EU/3/20/2279: Orphan designation for the treatment of non-traumatic subarachnoid haemorrhage

Non-traumatic subarachnoid haemorrhage is a form of stroke that occurs due to bleeding into the subarachnoid space (the space between two membranes that surround the brain) without previous trauma. Most times it occurs when the wall of a blood vessel in the brain that has weakened and expanded over time (a cerebral aneurysm) subsequently bursts, causing bleeding into the subarachnoid space and damaging the brain tissue. In addition, blood vessels near the site of the aneurysm go into spasm (vasospasm), reducing blood supply to the brain and therefore the supply of oxygen and essential nutrients to brain cells.

Aneurysms in the brain are considered to be acquired (they are not present at birth but develop over a lifetime). However, evidence indicates that genetic factors make some people more likely to develop them.

Non-traumatic subarachnoid haemorrhage is life threatening and can be debilitating because it can lead to lack of oxygen in the brain and thus impairment of brain functions.

At the time of designation, non-traumatic subarachnoid haemorrhage affected approximately 1.2 in 10,000 people in the European Union (EU). This was equivalent to a total of around 62,000 people^*, and is below the ceiling for orphan designation, which is 5 people in 10,000. This is based on the information provided by the sponsor and the knowledge of the Committee for Orphan Medicinal Products (COMP).

^*For the purpose of the designation, the number of patients affected by the condition is estimated and assessed on the basis of data from the European Union, Iceland, Liechtenstein, Norway and the United Kingdom. This represents a population of 519,200,000 (Eurostat 2020).

At the time of designation, nimodipine was authorised in the EU for the prevention and treatment of complications due to vasospasm following subarachnoid haemorrhage.

The sponsor has provided sufficient information to show that lumacaftor might be of significant benefit for patients with non-traumatic subarachnoid haemorrhage because early studies in experimental models indicate that the medicine could give better results than nimodipine. This assumption will need to be confirmed at the time of marketing authorisation, in order to maintain the orphan status.

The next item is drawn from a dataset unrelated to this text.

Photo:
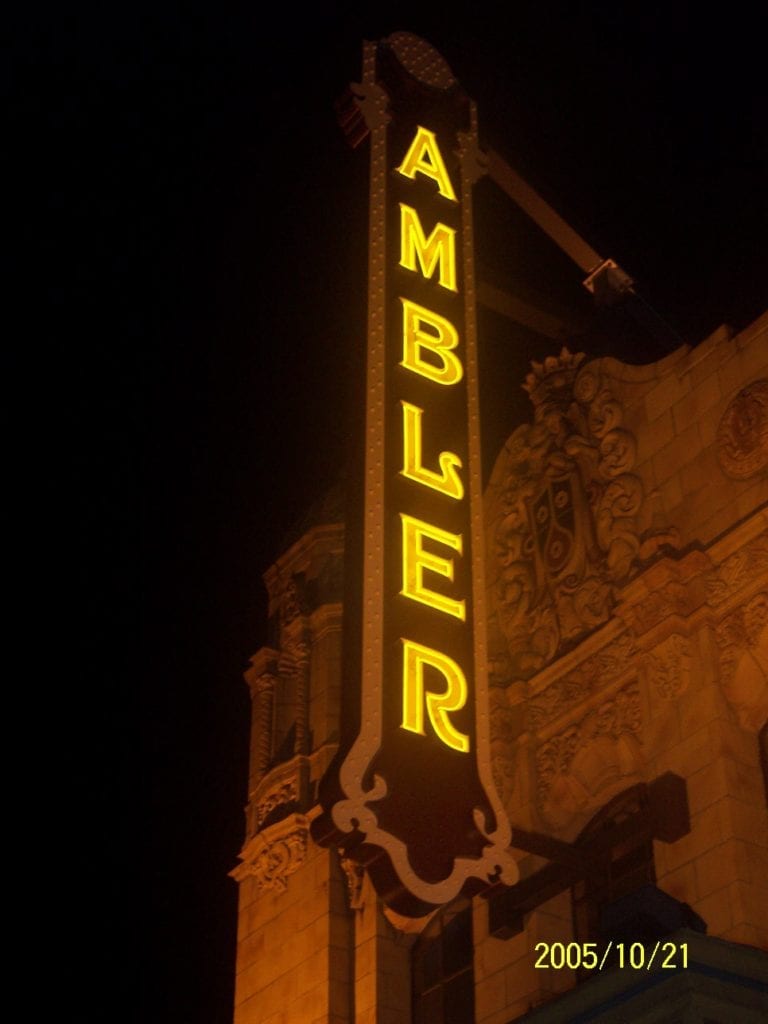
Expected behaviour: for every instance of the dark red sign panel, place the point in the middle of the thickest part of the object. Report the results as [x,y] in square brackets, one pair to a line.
[413,792]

Lumacaftor, in combination with ivacaftor, is already authorised for the treatment of cystic fibrosis, a disease caused when a protein called CFTR is not working properly. It is thought that CFTR may also be involved in the functioning of blood vessels and that, following subarachnoid haemorrhage, reduction of the amount of CFTR on the surface of cells could cause narrowing of small blood vessels and decrease blood supply to the brain. Lumacaftor increases the amount of CFTR on the surface of cells and is thereby expected to restore normal function of small blood vessels and increased blood flow to the brain, thereby improving symptoms of subarachnoid haemorrhage.

The effects of lumacaftor have been evaluated in experimental models.

At the time of submission of the application for orphan designation, no clinical trials with lumacaftor in patients with non-traumatic subarachnoid haemorrhage had been started.

At the time of submission, lumacaftor was not authorised anywhere in the EU for the treatment of non-traumatic subarachnoid haemorrhage or designated as an orphan medicinal product elsewhere for this condition.

In accordance with Regulation (EC) No 141/2000, the COMP adopted a positive opinion on 23 April 2020, recommending the granting of this designation.

• the seriousness of the condition;
• the existence of alternative methods of diagnosis, prevention or treatment;
• either the rarity of the condition (affecting not more than 5 in 10,000 people in the EU) or insufficient returns on investment.

Designated orphan medicinal products are products that are still under investigation and are considered for orphan designation on the basis of potential activity. An orphan designation is not a marketing authorisation. As a consequence, demonstration of quality, safety and efficacy is necessary before a product can be granted a marketing authorisation.